Proteasomes play an important role in protein turnover in living cells. The inhibition of proteasomes affects cell cycle processes and induces apoptosis. Thus, 20 S proteasomal inhibitors are potential tools for the modulation of neoplastic growth. Based on MG132, a potent but nonspecific 20 S proteasome inhibitor, we designed and synthesized 22 compounds and evaluated them for the inhibition of proteasomes. The majority of the synthesized compounds reduced the hydrolysis of LLVY-7-aminomethylcoumarin peptide substrate in cell lysates, some of them drastically. Several compounds displayed inhibitory effects when tested in vitro on isolated 20 S proteasomes, with lowest IC(50) values of 58 nm (chymotrypsin-like activity), 53 nm (trypsin-like activity), and 100 nm (caspase-like activity). Compounds 16, 21, 22, and 28 affected the chymotrypsin-like activity of the beta5 subunit exclusively, whereas compounds 7 and 8 inhibited the beta2 trypsin-like active site selectively. Compounds 13 and 15 inhibited all three proteolytic activities. Compound 15 was shown to interact with the active site by x-ray crystallography. The potential of these novel inhibitors was assessed by cellular tolerance and biological response.
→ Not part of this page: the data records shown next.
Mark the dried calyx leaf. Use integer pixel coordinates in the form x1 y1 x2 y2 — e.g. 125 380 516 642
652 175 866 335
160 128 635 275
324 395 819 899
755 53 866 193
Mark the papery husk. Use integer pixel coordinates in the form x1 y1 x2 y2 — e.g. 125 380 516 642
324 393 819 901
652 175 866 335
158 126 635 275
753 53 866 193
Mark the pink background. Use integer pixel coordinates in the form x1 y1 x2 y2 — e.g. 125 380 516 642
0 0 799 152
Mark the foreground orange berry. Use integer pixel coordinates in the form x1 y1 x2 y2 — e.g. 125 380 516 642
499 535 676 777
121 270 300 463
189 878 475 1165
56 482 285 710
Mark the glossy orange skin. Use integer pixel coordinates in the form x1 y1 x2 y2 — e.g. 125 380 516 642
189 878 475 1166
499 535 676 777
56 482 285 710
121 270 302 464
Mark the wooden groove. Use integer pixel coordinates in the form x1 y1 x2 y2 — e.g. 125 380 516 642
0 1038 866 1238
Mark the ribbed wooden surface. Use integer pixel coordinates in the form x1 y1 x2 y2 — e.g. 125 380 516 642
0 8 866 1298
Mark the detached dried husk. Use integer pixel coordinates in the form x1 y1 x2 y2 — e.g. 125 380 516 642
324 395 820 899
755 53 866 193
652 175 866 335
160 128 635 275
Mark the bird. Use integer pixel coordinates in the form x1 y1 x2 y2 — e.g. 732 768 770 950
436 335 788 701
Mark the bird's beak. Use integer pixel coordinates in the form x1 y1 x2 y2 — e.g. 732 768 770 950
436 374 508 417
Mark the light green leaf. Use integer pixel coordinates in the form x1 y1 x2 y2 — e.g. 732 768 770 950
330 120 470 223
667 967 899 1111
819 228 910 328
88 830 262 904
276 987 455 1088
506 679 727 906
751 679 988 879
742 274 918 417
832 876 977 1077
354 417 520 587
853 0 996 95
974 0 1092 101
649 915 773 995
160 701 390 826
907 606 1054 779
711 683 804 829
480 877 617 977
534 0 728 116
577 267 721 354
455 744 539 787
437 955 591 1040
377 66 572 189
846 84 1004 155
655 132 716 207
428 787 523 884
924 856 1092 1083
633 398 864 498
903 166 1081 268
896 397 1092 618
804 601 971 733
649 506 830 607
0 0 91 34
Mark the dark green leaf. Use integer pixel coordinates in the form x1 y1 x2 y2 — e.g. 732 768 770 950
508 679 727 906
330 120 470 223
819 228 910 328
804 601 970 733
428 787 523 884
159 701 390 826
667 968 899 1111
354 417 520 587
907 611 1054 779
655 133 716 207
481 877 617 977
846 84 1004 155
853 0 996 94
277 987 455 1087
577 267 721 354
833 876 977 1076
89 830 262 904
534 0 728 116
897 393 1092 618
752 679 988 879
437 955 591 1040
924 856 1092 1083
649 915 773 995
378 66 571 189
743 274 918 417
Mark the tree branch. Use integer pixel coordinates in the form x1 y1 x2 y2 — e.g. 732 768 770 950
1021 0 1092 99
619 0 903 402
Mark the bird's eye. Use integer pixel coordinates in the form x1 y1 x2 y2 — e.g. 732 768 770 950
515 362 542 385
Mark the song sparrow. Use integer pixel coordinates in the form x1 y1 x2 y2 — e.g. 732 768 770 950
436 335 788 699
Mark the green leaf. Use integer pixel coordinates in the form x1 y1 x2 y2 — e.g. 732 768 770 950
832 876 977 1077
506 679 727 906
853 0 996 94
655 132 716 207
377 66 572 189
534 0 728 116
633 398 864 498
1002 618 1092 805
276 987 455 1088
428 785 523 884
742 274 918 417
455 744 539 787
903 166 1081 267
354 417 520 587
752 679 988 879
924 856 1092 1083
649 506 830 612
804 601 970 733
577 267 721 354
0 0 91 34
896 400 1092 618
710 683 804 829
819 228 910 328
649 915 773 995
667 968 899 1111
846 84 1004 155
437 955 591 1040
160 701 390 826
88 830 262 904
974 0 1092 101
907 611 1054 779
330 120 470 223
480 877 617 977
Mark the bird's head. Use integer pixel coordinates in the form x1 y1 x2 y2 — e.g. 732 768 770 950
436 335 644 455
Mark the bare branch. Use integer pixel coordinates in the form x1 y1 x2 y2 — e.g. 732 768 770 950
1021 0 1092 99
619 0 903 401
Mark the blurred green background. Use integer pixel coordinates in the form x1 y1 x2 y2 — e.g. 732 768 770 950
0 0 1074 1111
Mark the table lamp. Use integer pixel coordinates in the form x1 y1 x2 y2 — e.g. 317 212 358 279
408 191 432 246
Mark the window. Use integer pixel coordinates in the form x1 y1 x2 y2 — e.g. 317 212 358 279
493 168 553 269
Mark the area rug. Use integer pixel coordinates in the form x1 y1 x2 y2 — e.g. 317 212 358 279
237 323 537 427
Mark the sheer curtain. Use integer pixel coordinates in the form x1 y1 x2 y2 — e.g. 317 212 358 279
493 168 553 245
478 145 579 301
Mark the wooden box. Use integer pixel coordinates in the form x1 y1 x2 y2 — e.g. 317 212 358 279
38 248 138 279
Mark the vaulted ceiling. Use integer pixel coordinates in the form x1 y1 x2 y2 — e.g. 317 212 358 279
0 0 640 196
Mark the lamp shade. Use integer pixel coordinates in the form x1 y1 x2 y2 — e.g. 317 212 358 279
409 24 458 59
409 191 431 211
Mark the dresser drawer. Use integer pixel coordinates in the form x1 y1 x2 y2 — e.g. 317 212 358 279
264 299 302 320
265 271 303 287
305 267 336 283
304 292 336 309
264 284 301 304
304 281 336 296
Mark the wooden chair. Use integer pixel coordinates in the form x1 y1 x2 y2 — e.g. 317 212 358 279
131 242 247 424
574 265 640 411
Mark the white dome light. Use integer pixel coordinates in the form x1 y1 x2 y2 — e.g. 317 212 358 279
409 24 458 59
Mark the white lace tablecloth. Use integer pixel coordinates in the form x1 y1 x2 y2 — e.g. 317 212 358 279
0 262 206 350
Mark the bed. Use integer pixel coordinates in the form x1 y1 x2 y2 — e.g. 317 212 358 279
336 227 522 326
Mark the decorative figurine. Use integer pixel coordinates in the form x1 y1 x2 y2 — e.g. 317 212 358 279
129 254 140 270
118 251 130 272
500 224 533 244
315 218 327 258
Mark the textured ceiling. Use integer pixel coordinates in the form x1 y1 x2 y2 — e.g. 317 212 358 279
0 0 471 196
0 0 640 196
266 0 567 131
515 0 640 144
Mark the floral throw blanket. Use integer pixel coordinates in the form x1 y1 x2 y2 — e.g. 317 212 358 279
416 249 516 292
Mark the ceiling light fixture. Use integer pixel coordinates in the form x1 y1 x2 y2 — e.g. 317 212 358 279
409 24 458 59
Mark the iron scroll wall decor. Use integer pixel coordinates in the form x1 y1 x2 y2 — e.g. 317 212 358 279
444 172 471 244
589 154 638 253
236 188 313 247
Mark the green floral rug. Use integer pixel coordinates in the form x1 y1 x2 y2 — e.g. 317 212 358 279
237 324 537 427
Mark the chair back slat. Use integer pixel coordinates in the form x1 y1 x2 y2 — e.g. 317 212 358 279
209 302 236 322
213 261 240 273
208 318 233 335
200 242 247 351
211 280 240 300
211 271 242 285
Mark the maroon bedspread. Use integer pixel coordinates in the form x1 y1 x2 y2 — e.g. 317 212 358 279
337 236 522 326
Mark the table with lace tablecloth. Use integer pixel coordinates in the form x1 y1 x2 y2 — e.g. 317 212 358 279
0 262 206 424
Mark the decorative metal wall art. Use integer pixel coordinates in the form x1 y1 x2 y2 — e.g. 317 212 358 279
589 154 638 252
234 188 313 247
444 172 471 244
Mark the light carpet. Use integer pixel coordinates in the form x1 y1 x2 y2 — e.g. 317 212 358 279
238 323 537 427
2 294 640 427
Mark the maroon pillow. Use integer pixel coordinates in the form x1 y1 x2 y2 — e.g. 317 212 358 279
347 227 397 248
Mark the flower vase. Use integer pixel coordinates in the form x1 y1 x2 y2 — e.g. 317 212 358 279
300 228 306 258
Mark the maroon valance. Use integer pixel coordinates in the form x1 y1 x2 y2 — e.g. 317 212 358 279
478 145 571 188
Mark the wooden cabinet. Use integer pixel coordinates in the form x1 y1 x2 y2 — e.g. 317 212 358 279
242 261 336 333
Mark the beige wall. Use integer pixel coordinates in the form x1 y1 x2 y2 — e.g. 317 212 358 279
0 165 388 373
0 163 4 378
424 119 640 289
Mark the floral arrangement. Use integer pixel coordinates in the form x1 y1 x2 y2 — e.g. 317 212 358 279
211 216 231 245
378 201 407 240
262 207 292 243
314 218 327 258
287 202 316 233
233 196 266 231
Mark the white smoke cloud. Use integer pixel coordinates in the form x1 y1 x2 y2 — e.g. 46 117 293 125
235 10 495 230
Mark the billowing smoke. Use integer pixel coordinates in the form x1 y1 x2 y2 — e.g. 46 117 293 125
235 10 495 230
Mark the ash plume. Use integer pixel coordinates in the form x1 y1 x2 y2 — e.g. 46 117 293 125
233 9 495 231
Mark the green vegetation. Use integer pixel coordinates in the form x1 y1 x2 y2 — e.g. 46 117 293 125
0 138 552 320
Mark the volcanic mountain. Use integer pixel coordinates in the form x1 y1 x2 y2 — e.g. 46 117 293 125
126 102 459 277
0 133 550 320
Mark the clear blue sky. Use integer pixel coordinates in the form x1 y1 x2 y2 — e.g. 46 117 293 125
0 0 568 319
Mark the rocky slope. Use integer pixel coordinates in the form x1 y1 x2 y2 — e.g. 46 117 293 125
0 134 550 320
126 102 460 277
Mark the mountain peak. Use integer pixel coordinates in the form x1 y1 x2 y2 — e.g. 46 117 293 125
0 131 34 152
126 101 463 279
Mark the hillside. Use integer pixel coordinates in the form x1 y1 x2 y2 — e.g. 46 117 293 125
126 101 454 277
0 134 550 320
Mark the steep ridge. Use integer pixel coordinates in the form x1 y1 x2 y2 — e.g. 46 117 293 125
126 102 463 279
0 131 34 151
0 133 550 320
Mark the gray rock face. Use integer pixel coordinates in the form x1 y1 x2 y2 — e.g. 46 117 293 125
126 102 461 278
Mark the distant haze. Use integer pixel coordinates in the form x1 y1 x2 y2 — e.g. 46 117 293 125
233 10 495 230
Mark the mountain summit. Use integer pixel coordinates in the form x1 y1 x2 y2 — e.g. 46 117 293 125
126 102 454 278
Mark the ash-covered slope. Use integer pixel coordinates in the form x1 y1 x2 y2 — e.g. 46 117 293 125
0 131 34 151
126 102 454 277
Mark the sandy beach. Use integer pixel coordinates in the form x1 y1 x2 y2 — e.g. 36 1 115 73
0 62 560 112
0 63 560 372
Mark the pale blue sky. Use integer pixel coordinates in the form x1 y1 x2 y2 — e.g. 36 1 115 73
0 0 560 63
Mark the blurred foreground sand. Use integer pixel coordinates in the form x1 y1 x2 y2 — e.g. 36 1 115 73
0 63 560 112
HeLa cells tolerated up to 1 microm concentrations of all substances. Intracellular reduction of proteasomal activity and accumulation of polyubiquitinated proteins were observed for compounds 7, 13, 15, 22, 25, 26, 27, and 28 on HeLa cells. Four of these compounds (7, 15, 26, and 28) induced apoptosis in HeLa cells and thus are considered as promising leads for anti-tumor drug development.